WRITING A BOOK REVIEW
DOWNLOAD THE ACTIVITY HERE: Writing a book review activity_ ClickandCLIL
THE REASONING BEHIND THIS ACTIVITY
There are many strong pedagogical principles which justify the design and procedure of this activity. It is very similar to the description of a painting activity from a couple of months ago. First of all, writing a book review is an excellent way to develop literacy at primary level and the transferable and life-long skills of carefully structuring writing, developing critical thinking, bearing in mind author intention and adapting writing to a specific target audience. It is true that some of the language, and concepts, may seem quite complex, for example “plot” or “rhetorical question”, but these are specific words related to literacy and the topic being worked here (CALP, language of learning).
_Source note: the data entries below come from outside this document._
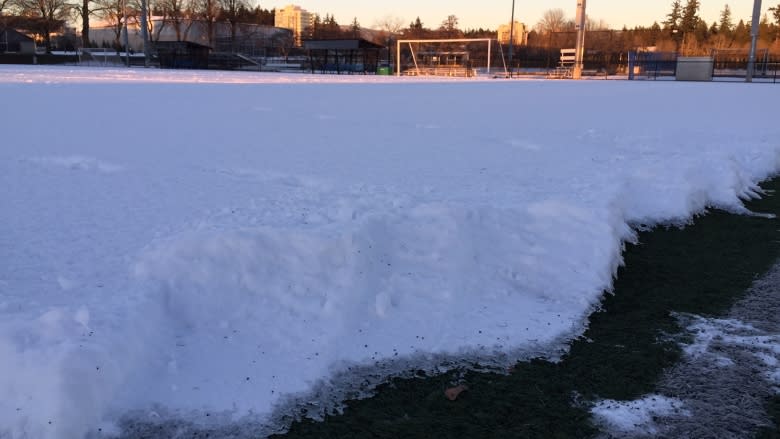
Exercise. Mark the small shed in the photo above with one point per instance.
(343, 56)
(15, 42)
(182, 55)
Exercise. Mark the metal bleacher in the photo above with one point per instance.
(565, 67)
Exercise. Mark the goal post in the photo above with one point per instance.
(403, 43)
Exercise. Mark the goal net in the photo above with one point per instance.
(460, 57)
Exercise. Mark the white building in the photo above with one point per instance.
(519, 34)
(295, 18)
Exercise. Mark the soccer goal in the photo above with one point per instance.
(459, 57)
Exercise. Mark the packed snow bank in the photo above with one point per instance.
(241, 245)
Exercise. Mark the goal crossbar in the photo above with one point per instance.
(442, 40)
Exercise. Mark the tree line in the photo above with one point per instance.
(43, 18)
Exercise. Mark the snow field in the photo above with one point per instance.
(222, 247)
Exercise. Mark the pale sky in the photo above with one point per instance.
(491, 13)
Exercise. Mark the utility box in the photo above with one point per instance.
(694, 68)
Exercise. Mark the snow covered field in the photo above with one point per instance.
(211, 246)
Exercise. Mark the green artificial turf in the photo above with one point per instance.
(702, 269)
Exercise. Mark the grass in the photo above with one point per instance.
(702, 269)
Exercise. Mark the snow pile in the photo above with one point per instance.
(245, 245)
(637, 417)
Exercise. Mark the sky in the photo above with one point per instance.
(490, 14)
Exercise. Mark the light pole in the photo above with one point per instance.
(754, 31)
(145, 31)
(127, 36)
(511, 37)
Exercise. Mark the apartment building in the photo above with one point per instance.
(295, 18)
It is taken for granted that these concepts and words would be worked by the teacher in class as part of an overall progression working on literacy.
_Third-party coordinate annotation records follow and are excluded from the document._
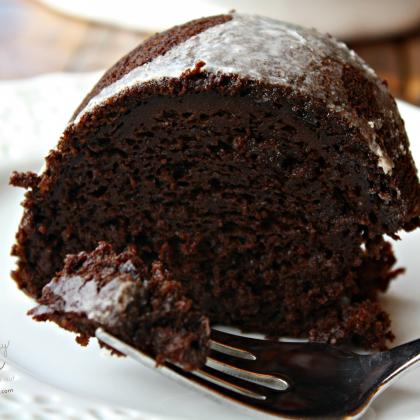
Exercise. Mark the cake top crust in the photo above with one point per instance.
(254, 47)
(266, 51)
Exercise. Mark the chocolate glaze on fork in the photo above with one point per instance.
(290, 379)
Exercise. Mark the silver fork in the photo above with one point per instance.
(288, 379)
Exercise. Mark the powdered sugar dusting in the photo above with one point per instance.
(265, 50)
(255, 47)
(73, 294)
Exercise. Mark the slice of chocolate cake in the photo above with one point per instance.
(262, 163)
(144, 307)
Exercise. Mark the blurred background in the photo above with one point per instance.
(42, 36)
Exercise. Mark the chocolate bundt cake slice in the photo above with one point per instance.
(262, 163)
(144, 307)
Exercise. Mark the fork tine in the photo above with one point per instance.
(176, 373)
(231, 351)
(268, 381)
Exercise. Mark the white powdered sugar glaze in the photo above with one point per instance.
(76, 295)
(260, 49)
(255, 47)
The lesson progression starts with LOTS (Low order thinking skills) identifying and matching (understanding in Bloom’s taxonomy) moving towards HOTS (High order thinking skills) analyzing content and structure (analyzing in Bloom’s taxonomy), evaluating the fourth review and offering suggestions for improvement (evaluating and creating in Bloom’s taxonomy). The next step is writing their own original book reviews (again, creating in Bloom’s taxonomy). The final step goes beyond cognition to metacognition because students have to evaluate their classmates’ reviews with the rubrics, which is an example of formative assessment or assessment for learning and helps learners to become conscious of their own cognitive processes and learning. Finally, this activity is for fifth of primary but it could be adapted depending on the level. Taking into account that these book reviews were written by native speaking eight year-olds, cognitively this would not be too ambitious to do with children of fifth grade of primary in Spain as long as they are provided sufficient scaffolding. Essentially this is a challenging task which has been broken into careful, scaffolded steps so that the learners can do something that would have been too difficult for them at the beginning of the lesson sequence.